Утром в половине одиннадцатого Анька подняла всех с шумом, криками, и каждой в постель подарочек.
— С дуба рухнула? — ласково спросила Спица, принимая сверток. — Это же денег сколько.
Анька искрит, тараторит, что деньги взяла в долг, четвертак, отстояла вчера очередь в “Ванду” на Старо-Невском, так хотелось всех порадовать.
Важенка садится в кровати, не в силах разлепить глаза. Почти вслепую открывает нарядную коробку из плотного картона. Все новое, все пахнет, из картонных доспехов, из сонных пальцев выпадает на одеяло тяжеленький крем “Пани Валевска” в темно-синем стекле, точно из старинной аптеки.
— А-а-анька, — сиповато со сна тянет Важенка, распознав знаменитую банку из “Ванды”.
Та хохочет, довольная, раздвигает им шторы, чтобы получше всмотрелись в подарочки.
Лара, тоже в кровати, ощупывает, как пчела, духи с нежным, а-ля камея, профилем на коробке. Дорогие, Ларе по статусу. У духов запах ландыша и розовой пудры, немного бабский, из бухгалтерии, но все равно пригодятся, на каждый день хорошо.
— Анечка, спасибо, — церемонно, без особой теплоты благодарит Лара: то ли не проснулась еще, то ли про Левушку подстучал кто.
За завтраком все только и хвалят Аньку. Она же разливается соловьем, как стояла в очереди, кто что сказал, две тетки подрались уже на кассе, праздник, все бесноватые, в обратной электричке к ней один подсел. От кипящего чайника побелели стекла, и нет для них нахмуренного неба.
А после завтрака окна отпотели, и слабый луч солнца мазнул по Лариным волосам с гречишным медовым отливом.
— О, солнышко, — говорит Лара и смотрит на Важенку многозначительно.
Нечего, мол, грустить. Лара садится на кухонный табурет, домашнее платье улетает вверх по бедрам, открывая кусочек белья. Красиво переплетает гладкие ноги чуть навесу, только потом всю конструкцию на пол, на правый носочек, блестящими коленками в потолок. Выгибается, забирает волосы высоко в хвост, голова недолго в треугольниках согнутых рук, покачивает ею — прочно ли? Щелкает косметичкой, беличья кисточка танцует по сияющей коже, персиковая пыль в солнечном воздухе. Пока она подводит глаза, рисуя яркие черные стрелки, Важенка не дышит, помогает ей животом. Легкие бисерные серьги долой, тянется за массивными, почти до плеч, в виде скрипичных ключей. Чуть мотнула головой, проверяя их тяжесть, ключи закачались, зазвенели. Важенка длинно выдыхает: пава, Лара, ты пава! Лара, польщенная, плавно машет: скажешь тоже! От серебряных ключей зайчики по стенам.

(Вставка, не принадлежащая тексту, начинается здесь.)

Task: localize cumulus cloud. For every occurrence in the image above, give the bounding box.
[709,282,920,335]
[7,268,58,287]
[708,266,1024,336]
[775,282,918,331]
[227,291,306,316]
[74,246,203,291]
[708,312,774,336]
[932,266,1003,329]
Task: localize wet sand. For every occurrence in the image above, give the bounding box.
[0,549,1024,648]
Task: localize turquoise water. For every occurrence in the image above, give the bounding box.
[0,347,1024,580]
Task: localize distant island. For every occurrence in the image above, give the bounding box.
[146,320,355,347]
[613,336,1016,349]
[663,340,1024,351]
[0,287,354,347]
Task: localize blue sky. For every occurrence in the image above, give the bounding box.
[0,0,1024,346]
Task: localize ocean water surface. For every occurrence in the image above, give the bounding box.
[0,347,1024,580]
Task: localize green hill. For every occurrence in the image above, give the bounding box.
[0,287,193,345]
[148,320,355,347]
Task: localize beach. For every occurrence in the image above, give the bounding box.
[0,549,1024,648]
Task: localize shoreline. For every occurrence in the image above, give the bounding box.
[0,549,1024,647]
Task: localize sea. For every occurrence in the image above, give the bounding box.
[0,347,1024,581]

Важенке грустно: вот накрасится и улетит теперь с Левушкой. Ему и дела нет, что праздник и все женатые по домам оладьи жарят. Левушке плевать на жену, он давно уже выбрал Лару, они почти не скрываются. Хоть бы Тату к обеду прибило — ее поклонник чтит Восьмое марта и семью: оладьи уже не успеет, а вот к ужину будьте добры.
— Не грусти, — Лара кисточкой проводит Важенке по носу. — Сейчас Тата приедет, посидите.
Лара упорхнула, и Важенка добровольно сдается Аньке в винегретное рабство. Раб Спица уже режет кубиками свеклу и ворчит: что за винегрет без горошка.
— Я вот лично его не очень, — Анька с мокрыми руками убегает открывать — в дверь трезвонят без остановки.
Это не Тата, а соседка Коржикова на костылях и с кучей тряпок от знакомой фарцы. Шмотки аккуратно разложили на Татиной кровати. Коржикова бубнит: футболка 25, пуссер 30, шапка-петушок, сами видите, фирма — за 25 отдам…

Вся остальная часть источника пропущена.